# Easy Peanut Butter Pie



## jlh42581 (Nov 25, 2013)

This one has only made it into our family about a year. Its the easiest pie you could make, quick and man is it ever good. We take it to parties and without fail someone asks for the recipe.

To make the crust(make two, the filling is enough for two)

1 pkg graham crackers

8 tblsp of melted butter

1/3 cup of white sugar

Put all ingredients into a food processor or blender. Run it till its all the same consistency. Push into a pie pan distributed evenly the whole way around and bake at 375 for 8 mins.

The crust needs 1 hour to cool at room temp. If you live where we do, thats 10 mins outside in 15 degree weather with 10mph wind.

You can cheat and buy premaid crusts if you want, its not that much different.

Once thats ready to go you'll need(remember to half it if you're only making one pie)
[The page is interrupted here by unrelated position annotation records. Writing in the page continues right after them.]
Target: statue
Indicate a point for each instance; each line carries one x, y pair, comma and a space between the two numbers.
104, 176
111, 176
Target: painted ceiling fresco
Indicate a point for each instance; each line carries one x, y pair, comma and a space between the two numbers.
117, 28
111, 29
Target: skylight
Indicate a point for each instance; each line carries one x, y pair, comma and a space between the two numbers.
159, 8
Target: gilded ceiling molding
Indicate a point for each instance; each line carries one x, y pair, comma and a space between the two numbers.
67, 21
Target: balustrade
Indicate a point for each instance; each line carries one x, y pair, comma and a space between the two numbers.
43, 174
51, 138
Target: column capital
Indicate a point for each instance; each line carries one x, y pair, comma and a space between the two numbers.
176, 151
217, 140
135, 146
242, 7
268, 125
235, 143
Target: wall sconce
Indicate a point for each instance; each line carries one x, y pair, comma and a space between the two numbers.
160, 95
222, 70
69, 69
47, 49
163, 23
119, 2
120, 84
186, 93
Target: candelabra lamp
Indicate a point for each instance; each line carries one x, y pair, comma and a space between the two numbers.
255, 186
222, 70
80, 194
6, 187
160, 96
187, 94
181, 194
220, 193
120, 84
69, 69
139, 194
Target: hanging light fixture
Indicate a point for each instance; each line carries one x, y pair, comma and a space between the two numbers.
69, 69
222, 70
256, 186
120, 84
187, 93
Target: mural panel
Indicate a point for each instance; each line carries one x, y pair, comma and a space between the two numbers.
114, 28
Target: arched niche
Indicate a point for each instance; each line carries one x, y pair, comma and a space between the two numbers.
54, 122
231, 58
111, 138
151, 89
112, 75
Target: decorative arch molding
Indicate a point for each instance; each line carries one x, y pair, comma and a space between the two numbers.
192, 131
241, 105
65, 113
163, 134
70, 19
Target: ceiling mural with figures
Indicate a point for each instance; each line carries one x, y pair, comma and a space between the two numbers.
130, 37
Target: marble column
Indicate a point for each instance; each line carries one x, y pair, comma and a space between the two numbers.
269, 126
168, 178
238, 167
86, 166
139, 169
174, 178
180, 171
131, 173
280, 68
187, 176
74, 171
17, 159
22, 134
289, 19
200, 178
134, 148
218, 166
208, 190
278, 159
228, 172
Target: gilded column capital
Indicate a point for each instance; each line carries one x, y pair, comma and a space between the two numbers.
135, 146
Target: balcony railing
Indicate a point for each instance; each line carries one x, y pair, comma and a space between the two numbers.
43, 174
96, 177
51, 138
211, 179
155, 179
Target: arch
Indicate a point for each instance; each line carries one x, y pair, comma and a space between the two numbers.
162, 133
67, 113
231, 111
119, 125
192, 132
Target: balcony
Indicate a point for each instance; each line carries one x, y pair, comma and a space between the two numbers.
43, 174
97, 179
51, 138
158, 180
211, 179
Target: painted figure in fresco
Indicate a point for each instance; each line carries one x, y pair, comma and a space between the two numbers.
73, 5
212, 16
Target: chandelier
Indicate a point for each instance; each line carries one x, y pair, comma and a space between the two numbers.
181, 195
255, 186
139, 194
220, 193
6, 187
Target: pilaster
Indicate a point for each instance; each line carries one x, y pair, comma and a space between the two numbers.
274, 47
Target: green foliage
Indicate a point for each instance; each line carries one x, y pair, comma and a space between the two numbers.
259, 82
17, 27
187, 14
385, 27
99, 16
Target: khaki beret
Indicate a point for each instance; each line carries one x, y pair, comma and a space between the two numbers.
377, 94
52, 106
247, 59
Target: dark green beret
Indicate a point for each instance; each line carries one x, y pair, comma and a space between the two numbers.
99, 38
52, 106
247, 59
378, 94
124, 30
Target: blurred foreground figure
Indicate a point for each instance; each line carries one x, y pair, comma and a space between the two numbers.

1 8oz package of cream cheese(softened)

1 small container of cool whip

1 cup of confectioners sugar

1 cup of Peanut Butter

Mix all ingredients with a mixer till smooth, pour into the crust, smooth it out and stick it in the freezer for at least an hour. Pull it 10 mins before ready to eat, cut it... enjoy.


----------



## chef jimmyj (Nov 25, 2013)

Sounds good...Does that amount of Graham Crackers make one crust or two?...JJ


----------



## jlh42581 (Nov 25, 2013)

Sorry I wasnt more clear, the crust recipe makes one


----------



## denton2221 (Nov 27, 2013)

Jlh42581 - Looks delicious, I will be making a couple of these for Thanksgiving tomorrow. Will let you know what the family thinks of it.
Thanks,

Patrick


----------



## jlh42581 (Nov 27, 2013)

We'll be having it too! Definitely let the forum know what you think. Its one of my favs. Made it with blended strawberries once, I liked it but it had much more water content and froze almost solid.


----------



## jlh42581 (Nov 27, 2013)

You can garnish it with grated choc if you want, not necessary. The last one we made we had no traditional choc so took an m&m and ran it over a zester.


----------



## denton2221 (Dec 4, 2013)

JLH,

The Peanut Butter Pie was delicious, and everyone who had some really enjoyed it.  I have jotted this recipe down as I know I will be requested to bring it to the inlaw's house every time we eat over there. Thanks again for the recipe.

Thanks,

Patrick


----------



## jlh42581 (Dec 5, 2013)

Glad it turned out well for you. I did want to mention the wife told me sometimes she even adds a half a cup of milk. I cant see how that is necessary though.


----------



## worktogthr (Dec 5, 2013)

I have been making this for a few years and its true...everyone loves it!  I am lazy and I buy the graham cracker crusts at the supermarket for a couple of bucks.  I think I originally found it on a healthy cooking website so it had 1/3 less fat cream cheese, reduced fat PB, fat free cool whip, and a reduced fat/calorie crust.  It really is simple and delicious.


----------